County Commission Expansion or Redistricting by Voter Approval. A ballot proposal to approve district-based elections and/or increase the board of commissioners to five members may be submitted to voters by the board of commissioners of a noncharter county with a population of less than 265,000. Alternatively, either proposal must appear on the ballot if 10 percent of voters in a noncharter county with a population of less than 265,000 who voted in the last election sign the petition and at least 20 percent of the signatures come from each of the existing commissioner districts. At the next general election held at least 60 days after the proposition has been certified by the county auditor, the proposition must be put to the voters for approval or rejection.
The county must establish a redistricting committee within 15 days of voter approval to either move to district-based elections or to move from a three-member commission to a five-member commission. Beginning the following year, subsequent nominations and elections of county commissioners must be held in accordance with the adopted redistricting plan.
For counties with five commissioner districts, the terms of commissioners are staggered so that no more than three of the commissioners are elected in each even-numbered year.
County Redistricting Committee Membership.
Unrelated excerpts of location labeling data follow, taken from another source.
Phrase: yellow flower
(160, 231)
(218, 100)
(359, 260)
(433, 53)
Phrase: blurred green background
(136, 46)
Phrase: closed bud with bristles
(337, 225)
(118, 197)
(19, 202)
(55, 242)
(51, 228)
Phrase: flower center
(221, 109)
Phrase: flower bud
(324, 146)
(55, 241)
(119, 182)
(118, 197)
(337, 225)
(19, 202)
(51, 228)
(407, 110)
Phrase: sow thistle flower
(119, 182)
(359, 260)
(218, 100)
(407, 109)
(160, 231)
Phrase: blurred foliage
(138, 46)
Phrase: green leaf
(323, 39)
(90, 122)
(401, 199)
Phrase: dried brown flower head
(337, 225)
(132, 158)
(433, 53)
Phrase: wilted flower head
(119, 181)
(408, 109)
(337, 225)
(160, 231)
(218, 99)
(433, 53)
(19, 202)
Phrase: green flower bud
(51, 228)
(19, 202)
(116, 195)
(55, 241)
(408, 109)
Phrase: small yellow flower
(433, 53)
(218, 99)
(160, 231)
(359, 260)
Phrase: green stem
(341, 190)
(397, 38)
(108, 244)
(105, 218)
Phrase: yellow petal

Redistricting committees consist of five appointed members: the two largest political parties in the county each appoint two members, and a fifth member, the committee chair, is appointed by a majority of the other members.
Each committee member must be a registered voter and resident of the county; cannot have been registered as a lobbyist within two years prior to his or her committee appointment; and cannot have served as an elected official or elected legislative, county, or state party officer within the two years prior to appointment. Committee members may not campaign for office or actively participate in a political campaign for county elective office while serving on the committee. Committee members may not hold office as or campaign for county commissioner for at least two years after serving on the committee.
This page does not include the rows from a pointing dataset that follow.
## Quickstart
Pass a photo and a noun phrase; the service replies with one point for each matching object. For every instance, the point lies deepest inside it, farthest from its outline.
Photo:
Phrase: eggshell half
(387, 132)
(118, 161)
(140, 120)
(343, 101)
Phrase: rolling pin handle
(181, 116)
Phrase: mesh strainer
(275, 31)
County Redistricting Committee Activities. Each redistricting committee must appoint a qualified districting master within 30 days of establishment. If the committee does not appoint a districting master, the county auditor must do so. The districting master must submit a proposed districting plan to the committee within 45 days of appointment. Districts must, as closely as possible, represent equal numbers of people, correspond to election precinct boundaries, and contain compact, contiguous territory containing geographic units and natural communities.
Within five days after the districting plan is submitted, the redistricting committee must publish the draft plan. Within 10 days of publishing the draft plan, the redistricting committee must hold at least one public hearing and accept public comments on the plan. If the redistricting committee does not affirmatively adopt or amend the districting plan within 15 days after it is submitted by the districting master, the plan is deemed approved and adopted.
County commissioner elections pursuant to the adopted districting plan must begin in the next even-numbered year.
Subsequent redistricting committees must be established by April 30 of each year ending in one.
Fiscal Note: Available.
Committee/Commission/Task Force Created: No.
Effective Date: Ninety days after adjournment of session in which bill is passed.